Cinq ans après le Grand Débat national, les cahiers de doléances sont enfin accessibles au public. Cette ouverture tardive rappelle la puissance de la parole citoyenne, mais aussi l’urgence de repenser notre manière de faire vivre la démocratie.
Il aura fallu plus de cinq ans pour que les quelque 16 000 cahiers de doléances, rédigés dans plus de 10 000 communes au plus fort du Grand Débat national de 2019, soient enfin ouverts à la lecture et mis à disposition par les Archives nationales. Ces pages, souvent manuscrites, sont le reflet d’un moment rare : celui où une partie du pays, en colère, s’est fait entendre autrement que dans les urnes, par la rue ou dans les sondages.
Ces cahiers sont aussi un témoignage brut, parfois abrupt même, empli tantôt d’espérance, tantôt d’intolérance. Ils contiennent les mots précieux d’une démocratie qui cherche à se réinventer. Plus de 1,5 million de contributions, tous supports confondus, ont été recensées. Ce fut une mobilisation massive, nourrie par la crise des Gilets Jaunes mais qui a dépassé largement la contestation de l’hiver 2018-2019. Il y avait là un besoin d’expression, de reconnaissance, d’écoute, de changement.
Mais ces cahiers de doléances sont surtout le symbole d’une promesse déçue, tant cette démarche collective et massive n’a débouché sur rien. L’effervescence du Grand Débat, lancée à grands renforts de communication afin d’éteindre un incendie social devenu incontrôlable, s’est évaporée. Les propositions ont été vaguement synthétisées, à peine débattues, et encore moins traduites politiquement. Pendant cinq ans, ces milliers de cahiers et toutes les contributions gravées sur les écrans ou le papier sont restés enfermés, comme si l’on craignait ce qu’il pourrait en ressortir. Pourtant, ils racontent bien des maux qui traversent aujourd’hui notre pays, ils expriment les sentiments de déclassement et d’injustice qui en découlent…
Consulter, c’est bien, mais en l’absence de méthode claire et définie dès le départ, l’effet déceptif s’en retrouve décuplé : le citoyen a l’impression que sa parole n’est pas écoutée. Ce fut le cas de la Convention Citoyenne pour le Climat, lancée en 2019. En enfermant ces cahiers de doléances pendant des années, le Président de la République a, une nouvelle fois, distendu le maigre fil qui relie les citoyens avec leurs représentants. Plus largement, l’exécutif a porté atteinte aux espoirs en un processus démocratique renouvelé.

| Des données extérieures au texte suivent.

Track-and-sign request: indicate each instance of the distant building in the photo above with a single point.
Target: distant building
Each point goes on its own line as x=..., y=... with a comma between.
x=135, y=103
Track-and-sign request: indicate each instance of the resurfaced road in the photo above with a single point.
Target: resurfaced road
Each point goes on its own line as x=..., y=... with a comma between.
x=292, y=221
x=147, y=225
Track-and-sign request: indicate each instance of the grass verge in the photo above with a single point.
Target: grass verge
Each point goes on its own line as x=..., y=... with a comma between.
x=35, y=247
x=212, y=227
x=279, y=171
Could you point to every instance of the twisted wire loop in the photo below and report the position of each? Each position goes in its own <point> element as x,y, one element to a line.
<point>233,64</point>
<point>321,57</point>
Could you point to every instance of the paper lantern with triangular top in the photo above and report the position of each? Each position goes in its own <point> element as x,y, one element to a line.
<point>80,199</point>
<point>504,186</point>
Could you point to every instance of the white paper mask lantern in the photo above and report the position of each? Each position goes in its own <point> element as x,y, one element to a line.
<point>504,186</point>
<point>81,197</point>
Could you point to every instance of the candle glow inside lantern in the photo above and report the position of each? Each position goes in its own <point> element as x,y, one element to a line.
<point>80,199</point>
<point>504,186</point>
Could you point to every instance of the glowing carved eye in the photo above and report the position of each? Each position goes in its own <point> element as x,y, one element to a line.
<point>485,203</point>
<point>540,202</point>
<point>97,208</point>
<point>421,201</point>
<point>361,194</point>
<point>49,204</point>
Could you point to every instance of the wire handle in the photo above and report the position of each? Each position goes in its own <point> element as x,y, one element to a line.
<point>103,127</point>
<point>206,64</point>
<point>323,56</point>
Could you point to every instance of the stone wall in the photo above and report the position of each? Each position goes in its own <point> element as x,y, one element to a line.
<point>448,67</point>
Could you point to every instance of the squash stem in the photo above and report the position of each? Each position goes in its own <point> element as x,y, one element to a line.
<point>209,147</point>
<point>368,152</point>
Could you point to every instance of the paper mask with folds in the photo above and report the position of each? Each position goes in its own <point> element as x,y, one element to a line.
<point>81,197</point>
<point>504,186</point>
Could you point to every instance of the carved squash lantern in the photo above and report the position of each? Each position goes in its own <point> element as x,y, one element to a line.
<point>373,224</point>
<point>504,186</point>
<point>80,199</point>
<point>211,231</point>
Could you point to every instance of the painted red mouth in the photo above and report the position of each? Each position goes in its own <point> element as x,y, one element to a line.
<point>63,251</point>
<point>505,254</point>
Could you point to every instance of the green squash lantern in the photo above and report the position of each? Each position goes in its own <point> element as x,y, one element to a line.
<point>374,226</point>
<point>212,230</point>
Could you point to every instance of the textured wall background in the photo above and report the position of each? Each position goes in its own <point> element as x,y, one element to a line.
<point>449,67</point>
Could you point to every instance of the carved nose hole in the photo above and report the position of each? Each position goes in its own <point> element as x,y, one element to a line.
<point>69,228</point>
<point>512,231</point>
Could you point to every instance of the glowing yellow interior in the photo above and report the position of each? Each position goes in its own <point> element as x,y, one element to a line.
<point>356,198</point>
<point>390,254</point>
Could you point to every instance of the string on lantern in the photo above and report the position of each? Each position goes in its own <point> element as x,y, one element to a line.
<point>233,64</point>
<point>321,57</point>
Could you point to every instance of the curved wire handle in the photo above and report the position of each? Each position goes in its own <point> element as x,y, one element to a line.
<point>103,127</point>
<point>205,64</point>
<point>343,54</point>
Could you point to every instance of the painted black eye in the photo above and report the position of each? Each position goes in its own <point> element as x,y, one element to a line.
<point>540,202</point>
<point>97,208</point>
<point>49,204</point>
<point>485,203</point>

L’ouverture des cahiers en ce mois de mai 2025 ne réparera pas ce rendez-vous manqué. Mais elle peut devenir le point de départ d’une autre méthode de consultation du peuple, plus humble, plus cohérente, plus continue. La participation citoyenne ne remet pas en cause la légitimité représentative des élus. Les deux procédés sont complémentaires, mais leur articulation doit être repensée, réinventée et encadrée. Il ne s’agit pas d’ériger un mausolée à la contestation, mais de bâtir enfin les conditions d’un dialogue exigeant entre les citoyens et ceux qui les représentent.
Cela demande du temps, de la clarté, et une volonté politique forte. Nous ne régénérerons pas la démocratie sans être plus respectueux de l’expression de nos concitoyens.